Uncovering Tor users: where anonymity ends in the Darknet

Unlike conventional World Wide Web technologies, the Tor Darknet onion routing technologies give users a real chance to remain anonymous. Many users have jumped at this chance – some did so to protect themselves or out of curiosity, while others developed a false sense of impunity, and saw an opportunity to do clandestine business anonymously: selling banned goods, distributing illegal content, etc. However, further developments, such as the detention of the maker of the Silk Road site, have conclusively demonstrated that these businesses were less anonymous than most assumed.

The research was prepared in cooperation with Maria Garnaeva for Securelist

Intelligence services have not disclosed any technical details of how they detained cybercriminals who created Tor sites to distribute illegal goods; in particular, they are not giving any clues how they identify cybercriminals who act anonymously. This may mean that the implementation of the Tor Darknet contains some vulnerabilities and/or configuration defects that make it possible to unmask any Tor user. In this research, we will present practical examples to demonstrate how Tor users may lose their anonymity and will draw conclusions from those examples.

How are Tor users pinned down?

The history of the Tor Darknet has seen many attempts – theoretical and practical – to identify anonymous users. All of them can be conditionally divided into two groups: attacks on the client’s side (the browser), and attacks on the connection.

Problems in Web Browsers

The leaked NSA documents tell us that intelligence services have no qualms about using exploits to Firefox, which was the basis for Tor Browser. However, as the NSA reports in its presentation, using vulnerability exploitation tools does not allow permanent surveillance over Darknet users. Exploits have a very short life cycle, so at a specific moment of time there are different versions of the browser, some containing a specific vulnerability and other not. This enables surveillance over only a very narrow spectrum of users.

The leaked NSA documents, including a review of how Tor users can be de-anonymized (Source: www.theguardian.com)

As well as these pseudo-official documents, the Tor community is also aware of other more interesting and ingenuous attacks on the client side. For instance, researchers from the Massachusetts Institute of Technology established that Flash creates a dedicated communication channel to the cybercriminal’s special server, which captures the client’s real IP address, and totally discredits the victim. However, Tor Browser’s developers reacted promptly to this problem by excluding Flash content handlers from their product.

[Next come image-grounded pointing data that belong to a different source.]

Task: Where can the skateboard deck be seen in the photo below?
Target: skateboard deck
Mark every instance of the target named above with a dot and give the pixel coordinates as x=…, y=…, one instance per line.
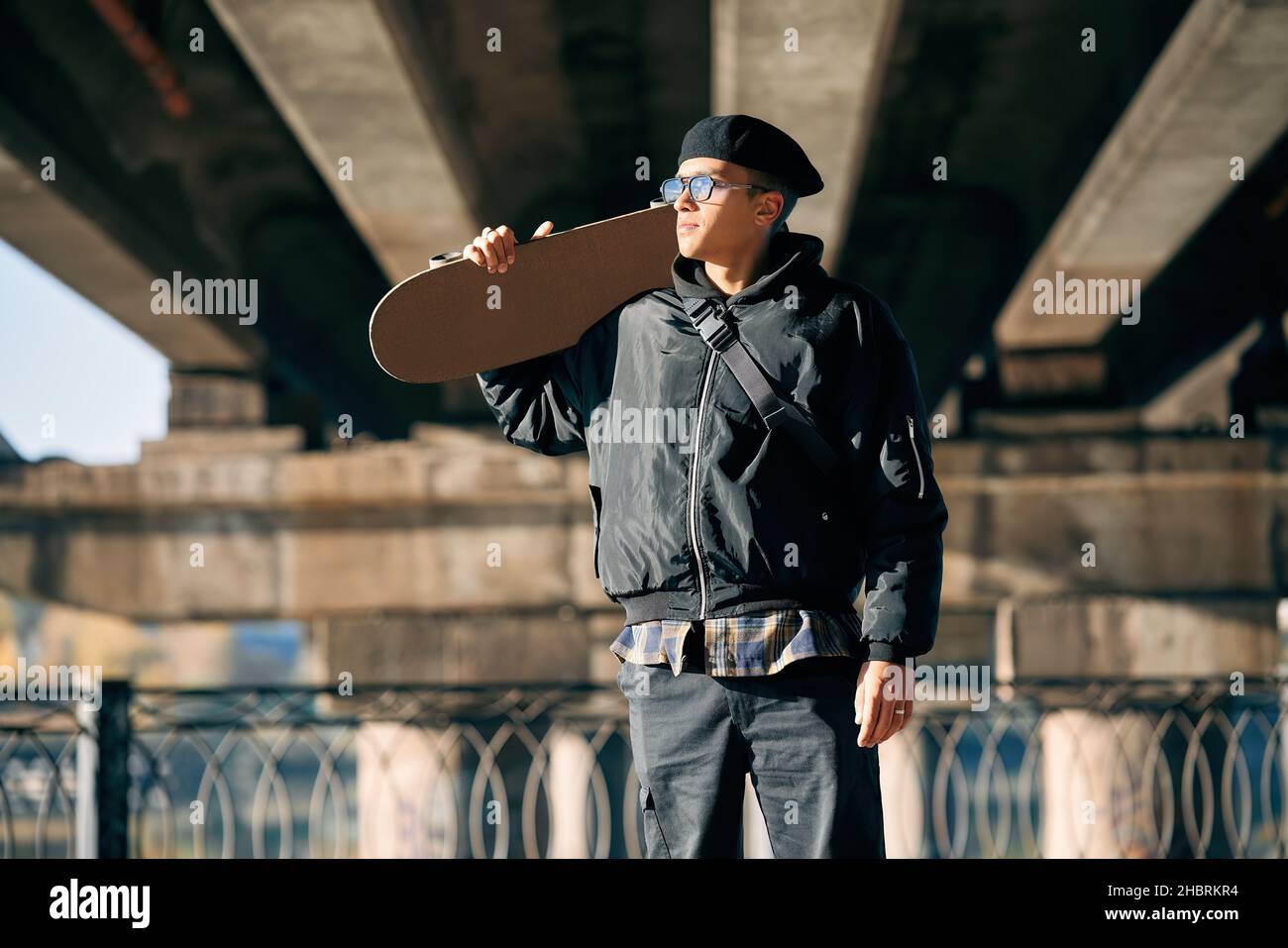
x=456, y=318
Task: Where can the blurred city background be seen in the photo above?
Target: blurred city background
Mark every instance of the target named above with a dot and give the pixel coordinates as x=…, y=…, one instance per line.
x=240, y=519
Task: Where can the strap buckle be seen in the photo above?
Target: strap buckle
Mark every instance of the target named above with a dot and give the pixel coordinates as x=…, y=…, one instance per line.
x=715, y=331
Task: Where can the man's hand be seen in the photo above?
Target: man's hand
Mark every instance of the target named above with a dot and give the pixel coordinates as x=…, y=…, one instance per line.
x=884, y=687
x=494, y=249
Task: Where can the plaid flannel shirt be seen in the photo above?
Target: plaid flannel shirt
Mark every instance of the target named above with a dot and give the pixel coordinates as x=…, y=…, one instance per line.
x=742, y=646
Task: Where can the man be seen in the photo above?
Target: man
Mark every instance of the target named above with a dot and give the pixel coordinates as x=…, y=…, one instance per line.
x=734, y=549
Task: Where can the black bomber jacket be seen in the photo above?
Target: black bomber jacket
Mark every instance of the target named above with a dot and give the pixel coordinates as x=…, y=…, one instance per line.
x=699, y=509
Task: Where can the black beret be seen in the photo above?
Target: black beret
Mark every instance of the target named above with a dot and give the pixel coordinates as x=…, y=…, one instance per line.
x=743, y=140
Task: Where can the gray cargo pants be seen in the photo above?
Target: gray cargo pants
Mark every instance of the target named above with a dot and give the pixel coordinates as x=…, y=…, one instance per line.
x=696, y=737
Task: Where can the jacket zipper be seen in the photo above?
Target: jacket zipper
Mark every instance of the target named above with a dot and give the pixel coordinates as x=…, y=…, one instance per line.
x=694, y=474
x=921, y=476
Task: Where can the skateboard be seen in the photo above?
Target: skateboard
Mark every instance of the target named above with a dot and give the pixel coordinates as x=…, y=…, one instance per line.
x=455, y=318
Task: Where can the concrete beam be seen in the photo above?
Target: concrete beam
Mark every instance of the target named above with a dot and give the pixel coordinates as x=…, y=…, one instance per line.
x=1219, y=90
x=823, y=95
x=51, y=232
x=334, y=72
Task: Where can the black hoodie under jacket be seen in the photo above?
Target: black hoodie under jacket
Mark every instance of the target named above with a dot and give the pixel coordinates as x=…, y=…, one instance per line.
x=699, y=509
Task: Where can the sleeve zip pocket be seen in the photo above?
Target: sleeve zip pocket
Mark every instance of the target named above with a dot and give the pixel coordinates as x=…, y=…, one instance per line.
x=921, y=475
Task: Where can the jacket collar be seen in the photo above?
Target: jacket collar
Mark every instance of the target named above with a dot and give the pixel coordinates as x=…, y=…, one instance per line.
x=794, y=260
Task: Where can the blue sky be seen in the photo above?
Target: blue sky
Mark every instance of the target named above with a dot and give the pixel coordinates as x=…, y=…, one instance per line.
x=60, y=356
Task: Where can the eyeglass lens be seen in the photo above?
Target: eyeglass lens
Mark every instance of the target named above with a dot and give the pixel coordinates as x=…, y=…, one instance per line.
x=699, y=188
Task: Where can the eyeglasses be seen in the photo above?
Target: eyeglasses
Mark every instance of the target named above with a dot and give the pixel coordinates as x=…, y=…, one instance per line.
x=699, y=187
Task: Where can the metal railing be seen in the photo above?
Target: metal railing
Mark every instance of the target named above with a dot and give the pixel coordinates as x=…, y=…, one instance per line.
x=1179, y=769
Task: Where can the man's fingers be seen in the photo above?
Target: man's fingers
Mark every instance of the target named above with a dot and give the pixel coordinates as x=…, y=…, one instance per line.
x=488, y=254
x=902, y=720
x=870, y=715
x=507, y=240
x=496, y=243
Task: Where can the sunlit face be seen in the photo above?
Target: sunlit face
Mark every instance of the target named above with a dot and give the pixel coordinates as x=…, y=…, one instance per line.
x=732, y=223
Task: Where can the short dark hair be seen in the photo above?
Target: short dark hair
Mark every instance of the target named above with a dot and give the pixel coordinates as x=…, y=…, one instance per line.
x=772, y=183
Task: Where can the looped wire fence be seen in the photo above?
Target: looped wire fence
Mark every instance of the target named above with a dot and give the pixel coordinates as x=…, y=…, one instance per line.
x=1141, y=769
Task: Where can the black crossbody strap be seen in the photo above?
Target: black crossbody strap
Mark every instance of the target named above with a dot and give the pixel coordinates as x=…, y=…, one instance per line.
x=772, y=407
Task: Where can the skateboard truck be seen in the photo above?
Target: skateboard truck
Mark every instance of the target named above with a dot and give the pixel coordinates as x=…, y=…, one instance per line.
x=447, y=257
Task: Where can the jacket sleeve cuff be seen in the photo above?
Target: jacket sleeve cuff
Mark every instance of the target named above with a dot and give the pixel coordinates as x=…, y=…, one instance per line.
x=889, y=652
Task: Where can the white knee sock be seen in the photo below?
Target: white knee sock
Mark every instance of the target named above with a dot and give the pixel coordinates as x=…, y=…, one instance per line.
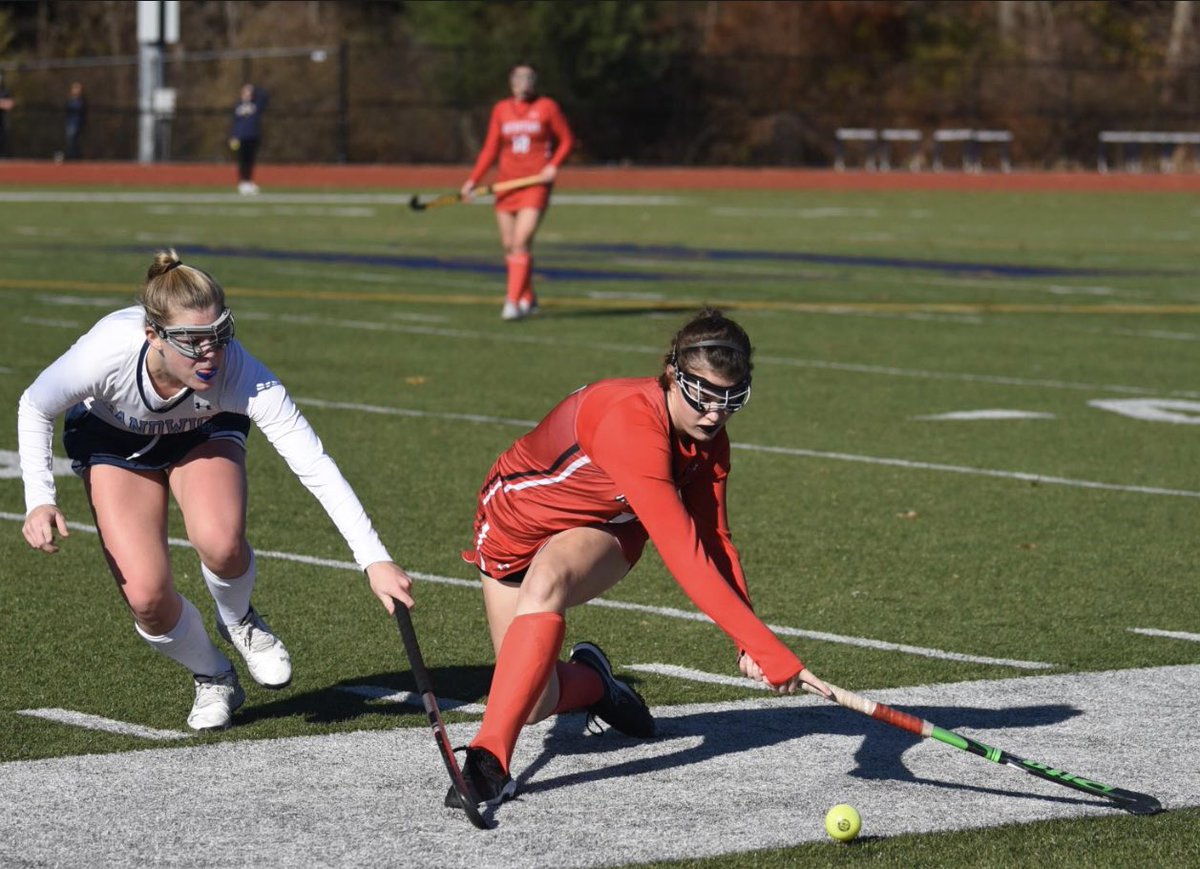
x=233, y=594
x=189, y=643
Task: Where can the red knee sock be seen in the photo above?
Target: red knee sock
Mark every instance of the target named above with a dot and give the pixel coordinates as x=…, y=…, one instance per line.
x=519, y=274
x=522, y=667
x=579, y=687
x=527, y=295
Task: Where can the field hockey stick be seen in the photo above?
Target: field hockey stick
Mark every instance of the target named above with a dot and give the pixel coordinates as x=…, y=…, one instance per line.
x=405, y=622
x=1131, y=801
x=455, y=198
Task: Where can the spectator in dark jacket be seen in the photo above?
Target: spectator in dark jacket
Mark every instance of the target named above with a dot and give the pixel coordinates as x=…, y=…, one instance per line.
x=77, y=119
x=6, y=103
x=246, y=133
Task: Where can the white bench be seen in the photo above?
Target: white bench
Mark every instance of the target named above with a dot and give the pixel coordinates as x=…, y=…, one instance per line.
x=845, y=135
x=879, y=148
x=1129, y=142
x=972, y=147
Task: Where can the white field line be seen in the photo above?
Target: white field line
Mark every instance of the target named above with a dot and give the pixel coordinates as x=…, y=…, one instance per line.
x=406, y=412
x=973, y=472
x=850, y=367
x=390, y=695
x=81, y=719
x=1168, y=634
x=664, y=611
x=689, y=675
x=793, y=451
x=171, y=198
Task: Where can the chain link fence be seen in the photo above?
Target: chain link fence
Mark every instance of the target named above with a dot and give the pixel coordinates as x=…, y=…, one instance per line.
x=367, y=103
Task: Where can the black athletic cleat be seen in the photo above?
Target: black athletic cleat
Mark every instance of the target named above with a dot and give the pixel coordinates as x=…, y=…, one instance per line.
x=485, y=778
x=621, y=706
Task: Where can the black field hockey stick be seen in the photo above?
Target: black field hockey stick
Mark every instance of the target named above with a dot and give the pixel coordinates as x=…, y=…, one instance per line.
x=455, y=198
x=405, y=622
x=1131, y=801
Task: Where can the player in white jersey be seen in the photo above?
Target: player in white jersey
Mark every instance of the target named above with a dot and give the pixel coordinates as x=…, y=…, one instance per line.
x=159, y=399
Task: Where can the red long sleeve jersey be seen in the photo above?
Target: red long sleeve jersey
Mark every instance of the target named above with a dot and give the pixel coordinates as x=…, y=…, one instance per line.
x=526, y=136
x=609, y=450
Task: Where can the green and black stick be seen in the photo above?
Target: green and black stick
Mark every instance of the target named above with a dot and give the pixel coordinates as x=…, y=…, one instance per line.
x=1131, y=801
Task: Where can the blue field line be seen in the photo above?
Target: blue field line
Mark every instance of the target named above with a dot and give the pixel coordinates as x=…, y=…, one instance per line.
x=394, y=261
x=948, y=267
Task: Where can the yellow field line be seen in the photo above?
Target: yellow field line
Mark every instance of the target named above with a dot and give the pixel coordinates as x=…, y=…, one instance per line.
x=648, y=304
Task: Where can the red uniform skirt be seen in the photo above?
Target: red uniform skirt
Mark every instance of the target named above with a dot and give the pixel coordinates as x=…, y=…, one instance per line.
x=538, y=196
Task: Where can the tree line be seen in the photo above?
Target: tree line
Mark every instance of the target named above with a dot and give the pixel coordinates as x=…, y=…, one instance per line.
x=673, y=82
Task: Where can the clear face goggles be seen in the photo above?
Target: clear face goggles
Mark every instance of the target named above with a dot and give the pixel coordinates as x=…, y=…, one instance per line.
x=198, y=341
x=705, y=396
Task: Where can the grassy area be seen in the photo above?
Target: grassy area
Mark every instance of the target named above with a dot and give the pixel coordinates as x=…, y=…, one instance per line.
x=856, y=513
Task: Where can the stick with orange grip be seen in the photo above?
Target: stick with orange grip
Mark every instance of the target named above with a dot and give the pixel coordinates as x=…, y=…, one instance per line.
x=455, y=198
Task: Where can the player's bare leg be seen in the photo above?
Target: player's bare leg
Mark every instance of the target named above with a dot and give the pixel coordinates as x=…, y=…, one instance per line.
x=210, y=487
x=517, y=231
x=573, y=568
x=130, y=508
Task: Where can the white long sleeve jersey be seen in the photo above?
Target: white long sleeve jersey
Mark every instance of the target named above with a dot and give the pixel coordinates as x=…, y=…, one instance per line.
x=106, y=370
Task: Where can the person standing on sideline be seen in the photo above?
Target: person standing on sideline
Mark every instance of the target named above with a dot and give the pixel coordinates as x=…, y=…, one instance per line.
x=531, y=137
x=6, y=105
x=246, y=135
x=77, y=119
x=159, y=399
x=564, y=515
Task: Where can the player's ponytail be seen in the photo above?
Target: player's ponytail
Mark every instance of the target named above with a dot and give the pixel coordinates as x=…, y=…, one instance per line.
x=714, y=341
x=171, y=287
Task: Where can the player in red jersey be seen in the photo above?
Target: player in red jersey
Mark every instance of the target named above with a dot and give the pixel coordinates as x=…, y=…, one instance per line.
x=564, y=515
x=531, y=137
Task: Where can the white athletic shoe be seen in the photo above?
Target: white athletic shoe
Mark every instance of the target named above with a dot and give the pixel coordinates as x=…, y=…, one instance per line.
x=269, y=663
x=216, y=699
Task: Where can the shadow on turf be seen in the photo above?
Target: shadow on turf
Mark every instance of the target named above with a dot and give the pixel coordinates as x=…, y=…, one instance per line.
x=880, y=757
x=331, y=705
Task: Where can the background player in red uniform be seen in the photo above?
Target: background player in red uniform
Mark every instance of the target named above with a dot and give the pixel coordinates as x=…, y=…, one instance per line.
x=564, y=515
x=531, y=137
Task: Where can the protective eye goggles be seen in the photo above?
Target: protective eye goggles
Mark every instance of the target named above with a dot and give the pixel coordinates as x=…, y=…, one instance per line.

Flash as a way to find out the victim’s real IP address (Source: http://web.mit.edu)

Another more recent method of compromising a web browser is implemented using the WebRTC DLL. This DLL is designed to arrange a video stream transmission channel supporting HTML5, and, similarly to the Flash channel described above, it used to enable the victim’s real IP address to be established. WebRTC’s so-called STUN requests are sent in plain text, thus bypassing Tor and all the ensuing consequences. However, this “shortcoming” was also promptly rectified by Tor Browser developers, so now the browser blocks WebRTC by default.

Attacks on the communication channel

Unlike browser attacks, attacks on the channel between the Tor client and a server located within or outside of the Darknet seem unconvincing. So far most of the concepts were presented by researchers in laboratory conditions and no ‘in-the-field’ proofs of concept have been yet presented.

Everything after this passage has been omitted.